Yoo claims that the straight-forward interface could one day be applied toward human-to-human connections. While the science and technology is still a few years out, the real-world applications of such an advancement are difficult to ignore. Using the interface, Yoo claims, paraplegics could one day share the connection with their physical therapist who could help them relearn basic limb movement by mentally moving their limbs for them.
As is usually the case with any new advances in science and technology, the development of inter-species telepathy has its naysayers. One of them, Ricardo Chavarriaga
, from the Swiss Federal Institute of Technology, says it is not clear that the experiment realistically depicts what would happen if a conscious brain was stimulated using the same interface because the rat was anesthetized in the experiment in order to isolate the effects of the human intervention.
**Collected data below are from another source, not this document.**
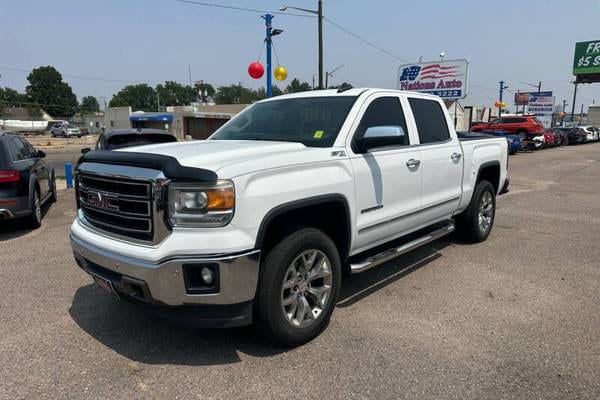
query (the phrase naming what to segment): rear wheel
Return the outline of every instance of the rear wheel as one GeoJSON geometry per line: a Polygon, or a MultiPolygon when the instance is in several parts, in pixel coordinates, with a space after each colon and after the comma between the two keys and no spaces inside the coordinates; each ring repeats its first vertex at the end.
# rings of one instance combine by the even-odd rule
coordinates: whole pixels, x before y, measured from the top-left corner
{"type": "Polygon", "coordinates": [[[314,228],[289,234],[261,263],[257,327],[283,346],[310,341],[327,327],[340,284],[340,257],[329,236],[314,228]]]}
{"type": "Polygon", "coordinates": [[[56,201],[58,200],[58,196],[56,194],[56,176],[54,175],[54,171],[52,171],[52,174],[50,175],[50,198],[48,199],[48,201],[50,203],[56,203],[56,201]]]}
{"type": "Polygon", "coordinates": [[[457,234],[462,239],[478,243],[489,236],[496,218],[496,192],[489,181],[475,187],[469,207],[456,217],[457,234]]]}
{"type": "Polygon", "coordinates": [[[42,203],[40,200],[40,193],[37,189],[33,191],[33,198],[31,199],[31,215],[29,215],[29,226],[33,229],[37,229],[42,225],[42,203]]]}

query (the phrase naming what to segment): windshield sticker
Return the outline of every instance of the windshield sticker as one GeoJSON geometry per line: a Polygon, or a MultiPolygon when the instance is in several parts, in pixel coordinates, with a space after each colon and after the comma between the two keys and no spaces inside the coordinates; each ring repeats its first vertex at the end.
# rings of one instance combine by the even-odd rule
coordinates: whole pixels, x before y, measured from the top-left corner
{"type": "Polygon", "coordinates": [[[323,138],[324,134],[325,134],[325,131],[315,131],[315,134],[313,135],[313,137],[315,139],[321,139],[321,138],[323,138]]]}

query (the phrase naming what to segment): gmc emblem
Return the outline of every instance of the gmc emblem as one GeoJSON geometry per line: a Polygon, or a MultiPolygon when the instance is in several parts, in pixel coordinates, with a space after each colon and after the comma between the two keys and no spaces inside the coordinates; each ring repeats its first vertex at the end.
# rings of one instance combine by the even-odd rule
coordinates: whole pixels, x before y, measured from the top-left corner
{"type": "Polygon", "coordinates": [[[92,207],[103,208],[110,211],[119,211],[119,198],[110,194],[89,190],[85,202],[92,207]]]}

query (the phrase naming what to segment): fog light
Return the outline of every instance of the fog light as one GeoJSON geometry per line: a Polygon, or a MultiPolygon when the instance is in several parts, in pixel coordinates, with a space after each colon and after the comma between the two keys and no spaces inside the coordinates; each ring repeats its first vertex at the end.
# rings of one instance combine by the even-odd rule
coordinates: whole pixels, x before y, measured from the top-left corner
{"type": "Polygon", "coordinates": [[[206,283],[207,285],[210,285],[213,283],[213,281],[215,280],[215,274],[212,271],[212,269],[208,268],[208,267],[202,267],[202,270],[200,271],[200,275],[202,276],[202,280],[204,281],[204,283],[206,283]]]}

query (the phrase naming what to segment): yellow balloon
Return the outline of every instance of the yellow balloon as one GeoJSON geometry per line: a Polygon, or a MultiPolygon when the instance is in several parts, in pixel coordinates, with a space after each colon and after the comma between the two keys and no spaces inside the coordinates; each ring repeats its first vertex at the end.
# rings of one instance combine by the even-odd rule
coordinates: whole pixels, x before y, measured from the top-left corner
{"type": "Polygon", "coordinates": [[[275,68],[273,75],[275,75],[275,79],[277,79],[278,81],[284,81],[287,78],[287,69],[280,65],[277,68],[275,68]]]}

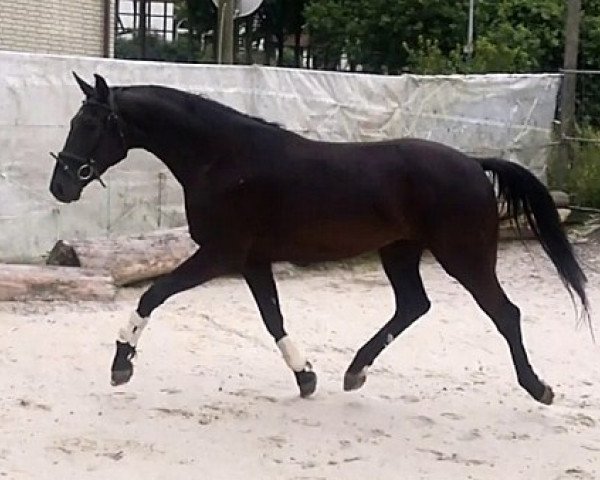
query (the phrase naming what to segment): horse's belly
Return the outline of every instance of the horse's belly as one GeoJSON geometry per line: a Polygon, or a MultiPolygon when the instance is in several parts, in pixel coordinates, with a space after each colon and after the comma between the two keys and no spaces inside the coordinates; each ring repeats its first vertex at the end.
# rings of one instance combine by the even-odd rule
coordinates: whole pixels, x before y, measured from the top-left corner
{"type": "Polygon", "coordinates": [[[260,239],[253,250],[271,261],[313,263],[377,250],[408,232],[379,222],[327,222],[260,239]]]}

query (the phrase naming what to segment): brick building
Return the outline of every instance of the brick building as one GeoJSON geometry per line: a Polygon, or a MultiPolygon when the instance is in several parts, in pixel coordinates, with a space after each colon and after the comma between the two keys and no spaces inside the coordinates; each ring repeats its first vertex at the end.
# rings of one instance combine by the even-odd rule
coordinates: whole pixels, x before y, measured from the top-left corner
{"type": "Polygon", "coordinates": [[[0,0],[0,50],[112,57],[114,0],[0,0]]]}

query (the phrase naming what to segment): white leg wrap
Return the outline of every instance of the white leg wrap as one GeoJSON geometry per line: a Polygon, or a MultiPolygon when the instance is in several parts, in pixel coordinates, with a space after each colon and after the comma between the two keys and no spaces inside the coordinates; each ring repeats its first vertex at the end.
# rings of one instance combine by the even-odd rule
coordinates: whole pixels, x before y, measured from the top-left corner
{"type": "Polygon", "coordinates": [[[142,318],[137,312],[133,312],[127,325],[119,330],[118,339],[120,342],[129,343],[132,347],[137,345],[140,336],[144,330],[144,327],[148,324],[150,317],[142,318]]]}
{"type": "Polygon", "coordinates": [[[304,370],[308,362],[306,361],[304,355],[301,355],[296,346],[292,343],[290,337],[283,337],[277,342],[277,346],[279,347],[279,350],[281,350],[283,359],[285,360],[285,363],[287,363],[288,367],[290,367],[294,372],[301,372],[304,370]]]}

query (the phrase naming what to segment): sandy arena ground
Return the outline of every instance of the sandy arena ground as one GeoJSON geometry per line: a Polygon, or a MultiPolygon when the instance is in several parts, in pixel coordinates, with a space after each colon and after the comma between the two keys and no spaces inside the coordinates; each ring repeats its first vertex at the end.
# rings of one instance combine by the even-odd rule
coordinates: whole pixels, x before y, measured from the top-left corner
{"type": "MultiPolygon", "coordinates": [[[[111,305],[0,304],[0,478],[598,479],[600,346],[528,248],[503,245],[499,277],[524,314],[531,362],[555,389],[551,407],[518,387],[504,340],[431,259],[431,311],[352,393],[343,372],[393,310],[383,273],[281,269],[288,331],[319,375],[309,400],[238,279],[159,309],[119,388],[109,384],[113,342],[142,290],[111,305]]],[[[600,265],[600,247],[579,250],[600,265]]],[[[599,275],[587,271],[597,311],[599,275]]]]}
Back in 2003, Miguel Nicolelis
at Duke University in Durham, North Carolina, trained several macaque monkeys to manoeuvre a brain-controlled prosthetic arm with the same precision as their own hand. His goal was to assist sufferers of paralysis by bypassing brain lesions or damaged parts of the spine.
Just weeks ago
, Nicolelis successfully established the first brain-to-brain connections between two rats by implanting an array of micro-electrodes in the rats' primary motor cortex after previously training the rodents to press one of two levers when an LED above that lever was illuminated.
There's no denying that Yoo's experiment is a leap in the right direction. The only question being asked by his scientific peers is whether or not the non-invasive electroencephalography method will hold up in more robust applications.